You cant get a kit and rebuild the drive motor yourself? I'm not famaliar with them.


----------



## Joasis (Mar 28, 2006)

I probably would not assume that the owner kept the parts together for the track motor. There is not a whole lot to them, just like an automatic transmission in a car, they are quite rebuildable following the right procedures, and that is where most mechanically inclined people fail at this stuff. 

A guy who does hydraulic work was confident that if all the parts are there, and nothing is damaged (gears, etc.,) he could rebuild the motor, but.....

I have expanded my search quite a ways out and have found several machines in the 10k range, with less then 2000 hours. Road trip coming.


----------



## tgeb (Feb 9, 2006)

An associate of mine recently purchased a 331 at auction, I believe he paid around 10K for it.
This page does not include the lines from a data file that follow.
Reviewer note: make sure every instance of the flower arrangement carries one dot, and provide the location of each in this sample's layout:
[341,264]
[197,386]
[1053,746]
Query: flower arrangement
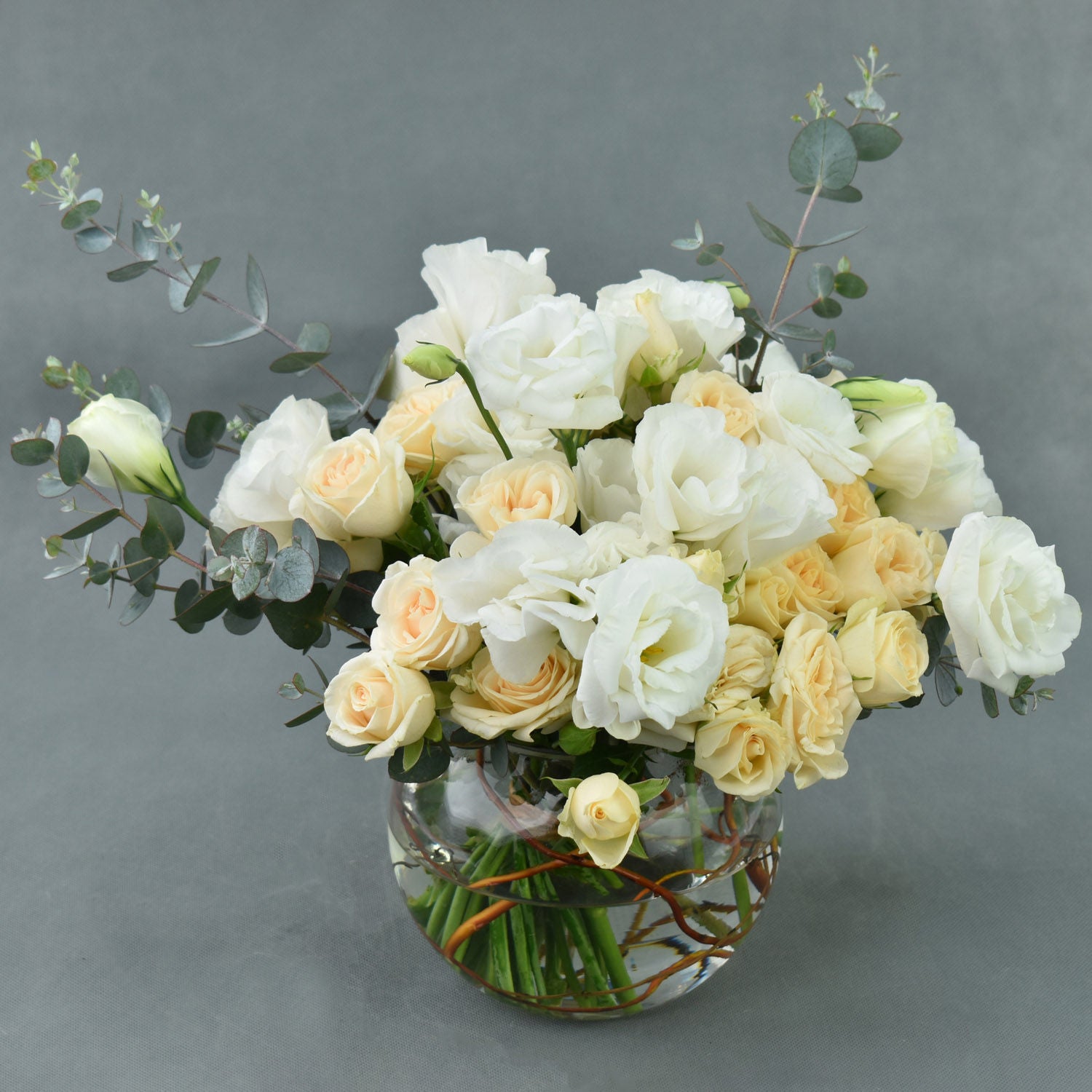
[607,574]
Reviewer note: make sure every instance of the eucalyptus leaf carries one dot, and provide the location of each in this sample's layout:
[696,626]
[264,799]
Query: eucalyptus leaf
[257,293]
[129,272]
[72,459]
[93,240]
[32,452]
[823,153]
[771,232]
[137,605]
[122,384]
[201,279]
[874,141]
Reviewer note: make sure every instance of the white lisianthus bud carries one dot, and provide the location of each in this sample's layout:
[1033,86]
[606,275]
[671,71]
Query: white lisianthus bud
[130,436]
[1005,598]
[601,815]
[373,700]
[745,749]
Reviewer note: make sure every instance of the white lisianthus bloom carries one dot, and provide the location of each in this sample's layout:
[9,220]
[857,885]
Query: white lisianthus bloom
[474,288]
[700,316]
[930,473]
[1005,598]
[526,587]
[264,478]
[657,646]
[373,700]
[559,363]
[692,475]
[815,419]
[790,508]
[601,815]
[130,436]
[606,482]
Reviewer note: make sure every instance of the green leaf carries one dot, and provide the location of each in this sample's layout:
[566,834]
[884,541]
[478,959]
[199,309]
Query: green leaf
[432,764]
[202,277]
[821,281]
[847,194]
[850,285]
[122,384]
[129,272]
[89,526]
[874,141]
[231,339]
[989,701]
[257,293]
[209,606]
[292,576]
[650,788]
[794,332]
[304,718]
[141,568]
[93,240]
[79,214]
[137,605]
[72,459]
[203,432]
[32,452]
[576,740]
[823,153]
[314,338]
[563,784]
[296,362]
[144,242]
[771,232]
[298,625]
[41,170]
[164,529]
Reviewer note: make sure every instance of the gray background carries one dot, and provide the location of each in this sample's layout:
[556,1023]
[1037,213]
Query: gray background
[194,897]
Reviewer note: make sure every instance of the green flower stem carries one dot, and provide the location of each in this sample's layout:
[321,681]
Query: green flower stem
[461,369]
[694,814]
[743,899]
[598,927]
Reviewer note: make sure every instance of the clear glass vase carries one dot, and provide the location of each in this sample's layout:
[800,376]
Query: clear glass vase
[508,903]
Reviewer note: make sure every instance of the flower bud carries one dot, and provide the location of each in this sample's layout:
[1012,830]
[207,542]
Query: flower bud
[432,362]
[867,393]
[129,436]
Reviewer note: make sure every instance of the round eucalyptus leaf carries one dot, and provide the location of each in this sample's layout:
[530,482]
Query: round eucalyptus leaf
[823,153]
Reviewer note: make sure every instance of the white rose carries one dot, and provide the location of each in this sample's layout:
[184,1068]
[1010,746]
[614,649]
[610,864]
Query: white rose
[1005,598]
[700,316]
[606,482]
[930,472]
[356,487]
[601,815]
[559,363]
[815,419]
[526,587]
[474,288]
[692,475]
[130,436]
[373,700]
[412,627]
[790,507]
[487,705]
[657,646]
[542,488]
[264,478]
[745,751]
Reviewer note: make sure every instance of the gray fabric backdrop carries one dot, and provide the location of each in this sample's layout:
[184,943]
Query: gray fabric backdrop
[194,897]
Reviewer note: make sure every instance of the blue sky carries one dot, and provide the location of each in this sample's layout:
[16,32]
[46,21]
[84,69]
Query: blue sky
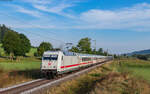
[121,26]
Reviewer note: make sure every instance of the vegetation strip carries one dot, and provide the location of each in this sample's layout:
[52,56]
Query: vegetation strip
[8,88]
[112,78]
[55,82]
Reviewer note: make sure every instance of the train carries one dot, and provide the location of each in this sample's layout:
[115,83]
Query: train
[60,62]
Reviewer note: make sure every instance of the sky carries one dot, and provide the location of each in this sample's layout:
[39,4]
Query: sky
[119,26]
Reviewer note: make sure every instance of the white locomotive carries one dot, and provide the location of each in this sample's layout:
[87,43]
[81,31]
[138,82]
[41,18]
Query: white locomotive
[59,62]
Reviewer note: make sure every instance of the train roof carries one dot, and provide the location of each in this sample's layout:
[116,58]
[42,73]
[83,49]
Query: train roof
[67,53]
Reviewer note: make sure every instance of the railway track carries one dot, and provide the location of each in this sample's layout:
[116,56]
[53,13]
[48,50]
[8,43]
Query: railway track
[38,86]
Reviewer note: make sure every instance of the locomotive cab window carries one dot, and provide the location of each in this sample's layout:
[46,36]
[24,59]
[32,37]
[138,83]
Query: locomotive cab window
[51,57]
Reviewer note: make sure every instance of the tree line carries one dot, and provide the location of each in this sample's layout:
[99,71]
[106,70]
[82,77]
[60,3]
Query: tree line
[17,44]
[84,46]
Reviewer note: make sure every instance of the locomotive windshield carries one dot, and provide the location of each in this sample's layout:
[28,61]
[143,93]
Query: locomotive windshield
[50,57]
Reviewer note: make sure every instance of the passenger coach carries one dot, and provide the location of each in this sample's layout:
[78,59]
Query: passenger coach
[59,62]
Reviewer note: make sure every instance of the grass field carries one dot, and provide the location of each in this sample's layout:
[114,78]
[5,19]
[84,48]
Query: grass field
[138,68]
[16,72]
[23,64]
[125,76]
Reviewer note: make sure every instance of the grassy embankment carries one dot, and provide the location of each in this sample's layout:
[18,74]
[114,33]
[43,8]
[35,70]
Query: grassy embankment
[14,72]
[126,76]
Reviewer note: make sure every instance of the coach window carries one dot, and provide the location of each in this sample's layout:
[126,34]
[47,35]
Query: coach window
[62,58]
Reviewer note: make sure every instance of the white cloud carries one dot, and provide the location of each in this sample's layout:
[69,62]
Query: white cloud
[131,18]
[29,12]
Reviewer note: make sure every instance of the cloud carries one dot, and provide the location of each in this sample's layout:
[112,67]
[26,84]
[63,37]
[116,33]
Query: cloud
[53,6]
[132,18]
[29,12]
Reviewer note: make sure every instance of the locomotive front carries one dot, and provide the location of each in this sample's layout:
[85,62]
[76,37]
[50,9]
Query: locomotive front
[49,64]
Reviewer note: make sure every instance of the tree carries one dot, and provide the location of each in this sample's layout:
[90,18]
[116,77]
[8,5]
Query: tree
[74,49]
[16,44]
[3,30]
[84,45]
[100,51]
[25,44]
[44,46]
[11,43]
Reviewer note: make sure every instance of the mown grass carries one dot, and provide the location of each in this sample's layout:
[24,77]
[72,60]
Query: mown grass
[23,64]
[31,52]
[15,72]
[118,77]
[136,67]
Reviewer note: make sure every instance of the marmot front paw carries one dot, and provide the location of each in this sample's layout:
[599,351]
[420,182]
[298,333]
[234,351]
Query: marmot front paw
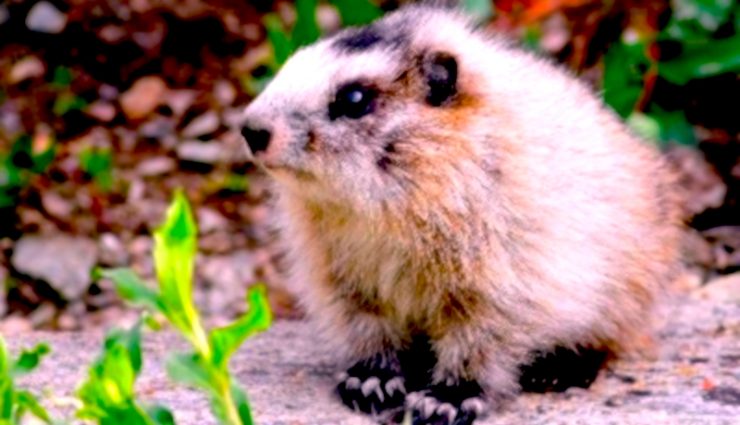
[373,385]
[458,404]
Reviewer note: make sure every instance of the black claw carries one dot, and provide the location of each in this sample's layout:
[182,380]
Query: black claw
[366,386]
[561,369]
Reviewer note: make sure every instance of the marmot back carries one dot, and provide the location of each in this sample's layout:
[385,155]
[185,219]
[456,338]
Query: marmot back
[460,214]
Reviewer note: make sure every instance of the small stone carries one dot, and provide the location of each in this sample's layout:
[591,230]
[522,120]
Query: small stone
[111,250]
[43,315]
[15,325]
[202,125]
[156,166]
[102,111]
[157,128]
[44,17]
[144,96]
[224,92]
[201,152]
[723,288]
[64,262]
[28,67]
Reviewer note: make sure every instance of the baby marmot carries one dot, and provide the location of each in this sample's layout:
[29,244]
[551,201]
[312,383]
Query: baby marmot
[464,220]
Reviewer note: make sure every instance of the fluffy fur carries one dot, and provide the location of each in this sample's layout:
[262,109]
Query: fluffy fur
[517,216]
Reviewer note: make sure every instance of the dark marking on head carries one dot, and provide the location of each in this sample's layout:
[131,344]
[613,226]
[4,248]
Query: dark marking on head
[359,40]
[385,161]
[440,73]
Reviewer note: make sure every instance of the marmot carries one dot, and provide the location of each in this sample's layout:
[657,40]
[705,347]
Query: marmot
[464,219]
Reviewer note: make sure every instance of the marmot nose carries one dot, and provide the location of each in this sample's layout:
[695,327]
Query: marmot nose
[257,138]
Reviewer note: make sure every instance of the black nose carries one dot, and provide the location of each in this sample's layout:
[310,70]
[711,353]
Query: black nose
[257,138]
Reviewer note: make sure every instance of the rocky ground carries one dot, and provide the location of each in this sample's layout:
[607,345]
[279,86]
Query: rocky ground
[695,378]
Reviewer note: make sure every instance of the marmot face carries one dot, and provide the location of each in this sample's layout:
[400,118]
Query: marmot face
[464,220]
[367,115]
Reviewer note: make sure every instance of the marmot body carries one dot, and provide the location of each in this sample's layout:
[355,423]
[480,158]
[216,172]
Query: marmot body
[456,209]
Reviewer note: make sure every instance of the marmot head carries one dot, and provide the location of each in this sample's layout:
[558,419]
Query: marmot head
[373,113]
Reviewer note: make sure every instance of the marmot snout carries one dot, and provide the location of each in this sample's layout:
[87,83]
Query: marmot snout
[462,217]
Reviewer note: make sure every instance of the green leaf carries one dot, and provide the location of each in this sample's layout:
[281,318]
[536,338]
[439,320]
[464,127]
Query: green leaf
[28,402]
[160,415]
[644,126]
[357,12]
[242,405]
[624,68]
[131,288]
[306,29]
[98,163]
[174,258]
[4,360]
[226,340]
[481,10]
[707,15]
[703,60]
[674,127]
[190,369]
[278,37]
[29,359]
[67,102]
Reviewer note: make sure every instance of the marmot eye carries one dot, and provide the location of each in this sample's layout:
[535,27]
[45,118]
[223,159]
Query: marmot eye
[353,101]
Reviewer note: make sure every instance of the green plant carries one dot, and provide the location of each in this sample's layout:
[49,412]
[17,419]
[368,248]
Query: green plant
[17,167]
[706,36]
[305,31]
[206,367]
[15,403]
[98,164]
[108,393]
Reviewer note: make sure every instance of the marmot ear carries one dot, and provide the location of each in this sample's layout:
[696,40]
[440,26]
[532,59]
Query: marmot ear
[439,70]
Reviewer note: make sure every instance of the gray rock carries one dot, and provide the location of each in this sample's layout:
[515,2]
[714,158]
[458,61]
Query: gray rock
[201,152]
[44,17]
[288,374]
[156,166]
[202,125]
[112,251]
[63,261]
[227,277]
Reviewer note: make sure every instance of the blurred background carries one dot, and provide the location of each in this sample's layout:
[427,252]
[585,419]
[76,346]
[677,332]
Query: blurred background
[107,106]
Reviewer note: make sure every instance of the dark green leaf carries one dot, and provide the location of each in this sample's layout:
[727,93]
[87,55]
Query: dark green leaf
[279,39]
[306,29]
[703,60]
[624,68]
[62,77]
[160,415]
[674,127]
[242,405]
[357,12]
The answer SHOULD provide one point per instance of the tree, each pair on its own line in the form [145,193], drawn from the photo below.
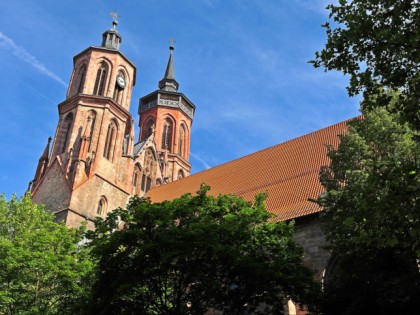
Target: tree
[42,267]
[196,253]
[377,43]
[371,217]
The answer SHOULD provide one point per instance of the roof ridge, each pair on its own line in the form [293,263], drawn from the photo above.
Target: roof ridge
[278,144]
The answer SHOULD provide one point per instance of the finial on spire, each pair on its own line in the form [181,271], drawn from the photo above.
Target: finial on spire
[171,45]
[168,83]
[115,17]
[111,38]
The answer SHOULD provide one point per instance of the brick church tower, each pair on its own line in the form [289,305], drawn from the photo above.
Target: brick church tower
[168,114]
[93,165]
[88,169]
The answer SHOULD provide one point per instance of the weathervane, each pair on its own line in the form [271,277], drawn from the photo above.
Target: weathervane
[115,17]
[171,44]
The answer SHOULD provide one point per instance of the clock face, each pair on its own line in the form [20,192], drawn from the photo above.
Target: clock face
[121,81]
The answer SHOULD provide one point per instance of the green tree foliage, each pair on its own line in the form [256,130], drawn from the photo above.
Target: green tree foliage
[195,253]
[371,217]
[41,265]
[377,43]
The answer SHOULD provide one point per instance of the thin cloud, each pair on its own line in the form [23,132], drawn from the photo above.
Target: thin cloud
[22,54]
[200,160]
[41,94]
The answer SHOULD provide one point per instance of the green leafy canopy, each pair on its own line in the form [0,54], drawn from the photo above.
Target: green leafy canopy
[197,253]
[377,43]
[42,267]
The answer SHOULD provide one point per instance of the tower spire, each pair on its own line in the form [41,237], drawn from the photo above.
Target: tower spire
[169,83]
[111,38]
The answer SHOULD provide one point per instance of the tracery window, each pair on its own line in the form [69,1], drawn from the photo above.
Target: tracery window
[167,135]
[65,131]
[119,87]
[181,140]
[110,140]
[180,174]
[136,176]
[100,79]
[150,126]
[81,79]
[101,209]
[91,120]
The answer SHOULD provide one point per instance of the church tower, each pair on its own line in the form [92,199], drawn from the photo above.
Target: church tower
[88,170]
[168,115]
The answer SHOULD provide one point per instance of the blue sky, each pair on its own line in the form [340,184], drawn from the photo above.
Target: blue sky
[244,63]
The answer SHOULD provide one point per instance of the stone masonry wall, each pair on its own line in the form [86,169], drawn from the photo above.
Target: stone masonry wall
[308,234]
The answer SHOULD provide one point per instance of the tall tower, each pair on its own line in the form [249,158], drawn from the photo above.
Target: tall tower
[169,115]
[89,168]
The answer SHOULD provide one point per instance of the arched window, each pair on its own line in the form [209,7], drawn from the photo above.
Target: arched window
[167,135]
[91,120]
[136,176]
[65,131]
[181,140]
[180,174]
[81,79]
[119,87]
[110,140]
[101,209]
[149,128]
[100,79]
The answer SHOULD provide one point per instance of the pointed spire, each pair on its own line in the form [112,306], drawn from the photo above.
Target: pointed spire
[111,38]
[45,155]
[168,83]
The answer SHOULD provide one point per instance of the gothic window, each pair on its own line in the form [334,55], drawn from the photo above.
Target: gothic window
[149,128]
[148,183]
[181,140]
[143,182]
[136,176]
[100,79]
[180,174]
[91,121]
[81,79]
[101,209]
[119,87]
[167,135]
[110,140]
[65,131]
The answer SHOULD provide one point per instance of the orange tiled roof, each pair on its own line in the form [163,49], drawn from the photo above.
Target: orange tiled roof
[287,171]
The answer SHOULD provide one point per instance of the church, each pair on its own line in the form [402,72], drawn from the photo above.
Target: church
[95,162]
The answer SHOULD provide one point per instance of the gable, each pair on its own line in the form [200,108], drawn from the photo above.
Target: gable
[289,172]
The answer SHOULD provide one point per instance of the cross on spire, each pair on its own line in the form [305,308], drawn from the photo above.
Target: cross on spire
[171,44]
[115,17]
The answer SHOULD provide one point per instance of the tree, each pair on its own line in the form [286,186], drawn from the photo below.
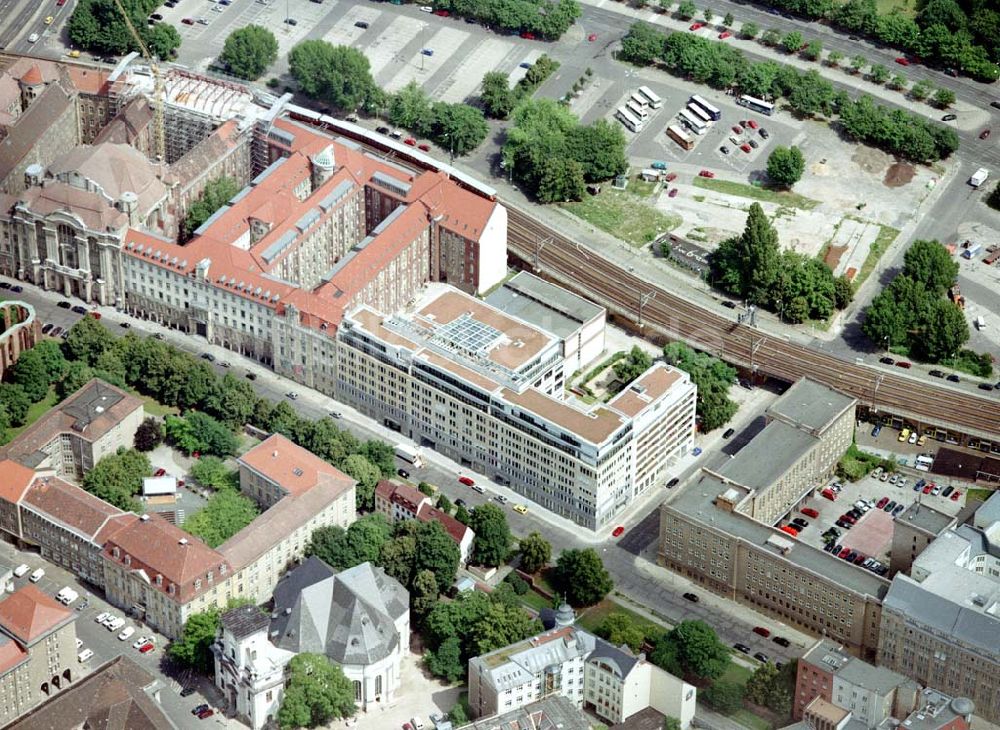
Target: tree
[699,650]
[492,542]
[535,551]
[249,51]
[944,98]
[930,263]
[366,475]
[316,693]
[785,165]
[149,435]
[340,75]
[163,40]
[582,578]
[29,372]
[726,697]
[619,628]
[458,128]
[497,98]
[792,41]
[226,513]
[686,9]
[217,193]
[561,180]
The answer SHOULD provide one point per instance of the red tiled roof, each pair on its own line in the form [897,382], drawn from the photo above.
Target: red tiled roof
[293,468]
[157,547]
[27,614]
[15,482]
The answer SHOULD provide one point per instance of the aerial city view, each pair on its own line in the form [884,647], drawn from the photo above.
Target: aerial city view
[500,364]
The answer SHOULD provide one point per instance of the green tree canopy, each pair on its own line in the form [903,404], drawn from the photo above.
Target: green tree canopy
[217,193]
[492,542]
[340,75]
[582,578]
[316,692]
[249,50]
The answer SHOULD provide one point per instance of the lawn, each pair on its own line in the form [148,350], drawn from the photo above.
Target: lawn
[591,618]
[767,195]
[886,235]
[624,215]
[36,411]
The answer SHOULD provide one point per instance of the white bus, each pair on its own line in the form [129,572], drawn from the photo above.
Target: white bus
[700,113]
[638,111]
[693,123]
[654,100]
[629,120]
[712,111]
[758,105]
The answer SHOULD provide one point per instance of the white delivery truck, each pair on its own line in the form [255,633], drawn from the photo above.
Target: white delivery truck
[410,454]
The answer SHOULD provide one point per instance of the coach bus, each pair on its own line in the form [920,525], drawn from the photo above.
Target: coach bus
[758,105]
[654,100]
[692,122]
[712,111]
[677,135]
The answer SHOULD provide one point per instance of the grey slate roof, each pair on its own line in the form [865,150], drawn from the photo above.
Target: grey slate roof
[349,616]
[810,405]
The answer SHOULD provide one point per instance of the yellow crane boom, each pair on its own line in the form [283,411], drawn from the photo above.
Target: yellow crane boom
[159,140]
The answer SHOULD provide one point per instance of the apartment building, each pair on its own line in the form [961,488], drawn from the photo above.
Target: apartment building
[398,501]
[299,493]
[72,437]
[871,694]
[37,650]
[487,389]
[939,624]
[612,683]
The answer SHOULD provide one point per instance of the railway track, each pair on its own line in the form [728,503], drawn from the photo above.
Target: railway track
[654,309]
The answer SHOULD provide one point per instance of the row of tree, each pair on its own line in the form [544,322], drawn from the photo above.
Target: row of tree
[912,312]
[341,76]
[553,156]
[98,26]
[943,32]
[807,94]
[752,266]
[547,19]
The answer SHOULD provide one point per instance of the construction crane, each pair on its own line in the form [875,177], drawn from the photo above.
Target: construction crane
[160,137]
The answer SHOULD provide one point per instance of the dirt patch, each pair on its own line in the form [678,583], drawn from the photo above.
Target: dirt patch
[832,258]
[899,174]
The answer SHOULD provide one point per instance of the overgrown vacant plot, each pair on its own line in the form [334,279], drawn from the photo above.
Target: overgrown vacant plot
[624,215]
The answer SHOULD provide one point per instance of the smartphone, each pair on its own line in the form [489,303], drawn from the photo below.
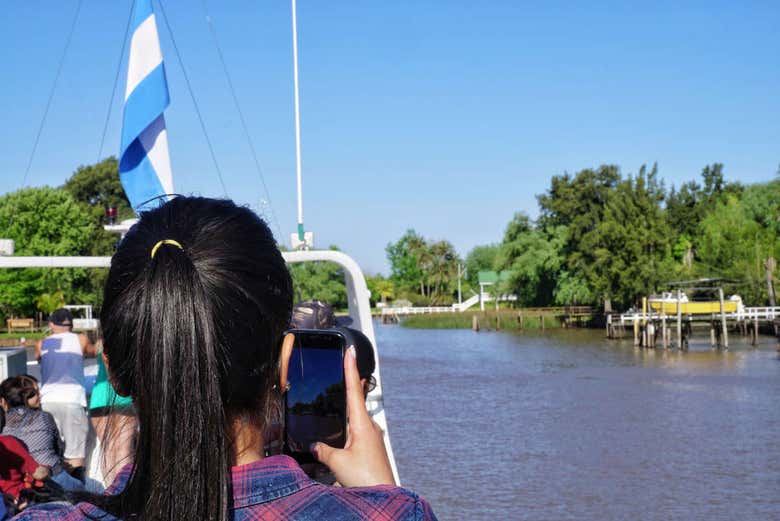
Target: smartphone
[316,403]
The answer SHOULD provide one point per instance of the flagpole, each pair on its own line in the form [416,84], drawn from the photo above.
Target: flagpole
[297,125]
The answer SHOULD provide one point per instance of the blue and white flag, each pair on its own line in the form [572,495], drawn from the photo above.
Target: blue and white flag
[144,163]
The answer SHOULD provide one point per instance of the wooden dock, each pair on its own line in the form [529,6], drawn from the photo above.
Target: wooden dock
[650,328]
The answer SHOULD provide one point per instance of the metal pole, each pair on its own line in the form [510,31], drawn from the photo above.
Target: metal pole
[297,124]
[664,337]
[679,320]
[460,299]
[723,319]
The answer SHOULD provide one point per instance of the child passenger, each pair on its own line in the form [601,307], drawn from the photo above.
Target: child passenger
[195,308]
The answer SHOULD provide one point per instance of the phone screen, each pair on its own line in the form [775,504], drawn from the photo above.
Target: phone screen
[315,405]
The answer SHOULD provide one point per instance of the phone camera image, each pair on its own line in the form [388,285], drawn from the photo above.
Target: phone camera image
[316,401]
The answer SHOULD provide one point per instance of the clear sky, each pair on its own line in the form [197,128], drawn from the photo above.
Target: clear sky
[444,116]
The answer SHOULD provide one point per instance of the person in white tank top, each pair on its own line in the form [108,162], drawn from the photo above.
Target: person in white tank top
[61,356]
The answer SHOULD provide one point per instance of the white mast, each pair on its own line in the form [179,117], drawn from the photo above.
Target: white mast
[299,240]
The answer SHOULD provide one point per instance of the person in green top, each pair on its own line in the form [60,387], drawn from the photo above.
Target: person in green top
[113,418]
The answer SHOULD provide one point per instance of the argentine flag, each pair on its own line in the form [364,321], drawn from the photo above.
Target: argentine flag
[144,163]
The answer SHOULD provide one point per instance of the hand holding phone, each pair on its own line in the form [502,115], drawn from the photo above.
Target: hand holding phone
[315,404]
[363,461]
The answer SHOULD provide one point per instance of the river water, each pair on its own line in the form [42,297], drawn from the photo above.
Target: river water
[569,425]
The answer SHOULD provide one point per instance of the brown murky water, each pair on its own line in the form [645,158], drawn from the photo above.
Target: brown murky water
[572,426]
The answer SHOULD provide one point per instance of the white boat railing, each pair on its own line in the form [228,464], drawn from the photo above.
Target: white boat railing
[752,313]
[411,310]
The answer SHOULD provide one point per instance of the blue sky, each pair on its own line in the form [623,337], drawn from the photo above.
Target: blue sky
[444,116]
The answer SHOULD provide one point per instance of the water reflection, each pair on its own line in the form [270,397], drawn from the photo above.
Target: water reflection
[571,426]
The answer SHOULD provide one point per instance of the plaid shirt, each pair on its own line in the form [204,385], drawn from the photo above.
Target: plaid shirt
[276,488]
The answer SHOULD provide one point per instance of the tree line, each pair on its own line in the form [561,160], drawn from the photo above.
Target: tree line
[605,239]
[601,238]
[68,220]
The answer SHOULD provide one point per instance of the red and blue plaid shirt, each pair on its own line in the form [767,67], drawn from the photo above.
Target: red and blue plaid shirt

It had a few leaky hoses but otherwise in pretty good condition. I don't know the hours that it had.


----------



## user49169 (Jun 20, 2009)

I hope you are checking craigslist. In fact, searchtempest.org is a craigslist search that allows you to search in a radius from your zip code. Hits all the CL sites. That is how I found my "hoe"...... LOL. I found a 2006 Bobcat 430ZHS with 809 hours for 15K. Talk about a CLEAN MACHINE!!!!!!!!!!!! I absolutley LOVE IT! I will have pics of it on here soon. This thing is AMAZING! Just my opinion. Hell worse case scenario is I sell it. But I honeslty don't see that happening. Good luck on your search.


----------



## Joasis (Mar 28, 2006)

Nice buy...a 430 for 15k, wow!


----------



## tgeb (Feb 9, 2006)

With those low hours...even a better deal.

It was a buddy of mine's 430 that convinced me to buy my 435.

Welcome to the site.

Edit****I just checked my local dealer's web site, they have a 2006 430 with 1,200 hours for almost 2 times what you paid.

http://www.metrobobcat.com/pre_owned_detail.asp?sid=04704096X6K20K2009J6I48I03JPMQ5250R0&veh=1181491


----------